What must I do to get my problem resolved ????

----------

## magic919

 *Anquietas wrote:*   

> 
> 
> What must I do to get my problem resolved ????

 

You probably need to take some responsibility for solving it.  As you can see from my install, not everyone has this problem.  Note also, that this thread is not full of others with the same problem.

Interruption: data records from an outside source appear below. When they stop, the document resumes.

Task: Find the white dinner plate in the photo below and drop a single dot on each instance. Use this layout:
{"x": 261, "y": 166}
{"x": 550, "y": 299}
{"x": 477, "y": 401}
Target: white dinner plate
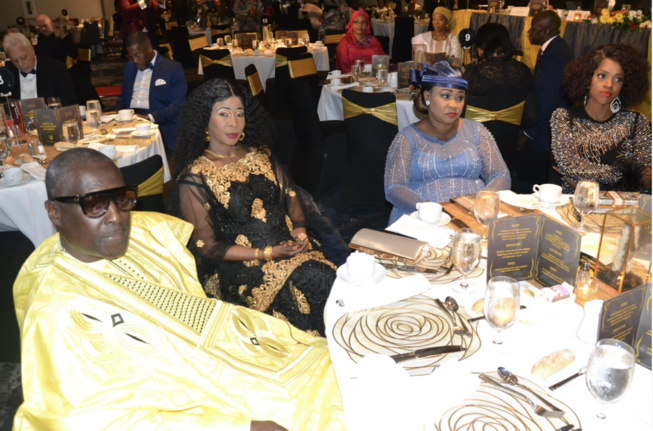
{"x": 379, "y": 273}
{"x": 26, "y": 178}
{"x": 444, "y": 219}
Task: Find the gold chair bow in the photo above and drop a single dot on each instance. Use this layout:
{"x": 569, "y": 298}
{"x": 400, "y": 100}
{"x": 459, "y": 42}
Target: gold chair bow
{"x": 255, "y": 86}
{"x": 387, "y": 113}
{"x": 510, "y": 115}
{"x": 224, "y": 61}
{"x": 303, "y": 67}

Have a look at how Logwatch works.  Kirk has written some documentation.  Check the filters and see how they work.  Make sure you have suitable log fles for the filter concerned to give output.  If they don't exist it will just skip them.  Have a look at detail level too.

----------

## Anquietas

no, it's the last version of Logwatch and Syslog-ng ... I, being a "server fleet admiral", I administer a whole cluster full of intelinked Gentoo Servers.

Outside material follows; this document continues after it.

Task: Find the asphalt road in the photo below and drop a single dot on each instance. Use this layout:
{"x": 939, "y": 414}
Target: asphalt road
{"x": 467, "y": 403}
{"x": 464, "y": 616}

Each and everyone of them with the latest Syslog-ng and Logwatch from the newest portage.

Believe me when I say that on each of them the mail format is the same and there is a bug in interpreting which user had su-ed or sudoed to root.

I will enter the source code and inspect it manually... and post the problem fix here.

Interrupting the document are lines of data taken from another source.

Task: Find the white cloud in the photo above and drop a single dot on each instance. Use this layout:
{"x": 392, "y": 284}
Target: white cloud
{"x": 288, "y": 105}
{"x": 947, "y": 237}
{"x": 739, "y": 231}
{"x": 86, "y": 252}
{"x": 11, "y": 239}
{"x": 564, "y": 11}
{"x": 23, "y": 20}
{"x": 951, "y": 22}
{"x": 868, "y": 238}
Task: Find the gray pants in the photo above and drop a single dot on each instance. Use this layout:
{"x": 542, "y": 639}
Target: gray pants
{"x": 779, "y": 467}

Hopefully, I spare somebody's time to search for the problem. Once the problem is presented, I SINCERLY HOPE SO, someone will update the Package to eliminate this bug once and for all from the newest portage packages.

Stay tuned for the fix, I will present it here in maximum a couple of days.

----------

## magic919

Fixed yet?

----------

## Anquietas

I've upgraded syslog..I'll wait for tomorrow morning's mail log

----------

## cach0rr0

hrmmm

```

--------------------- pam_unix Begin ------------------------

 sshd:

    Sessions Opened:

       meat: 9 Time(s)

 

 su:

    Sessions Opened:

       root -> root: 2 Time(s)

 

 sudo:

    Sessions Opened:

       root -> root: 2 Time(s)

 

 

 ---------------------- pam_unix End -------------------------

```

Every time I would have done

```

sudo su -

```

as user 'meat'

----------

## Anquietas

yeap, the same old problem... still alive !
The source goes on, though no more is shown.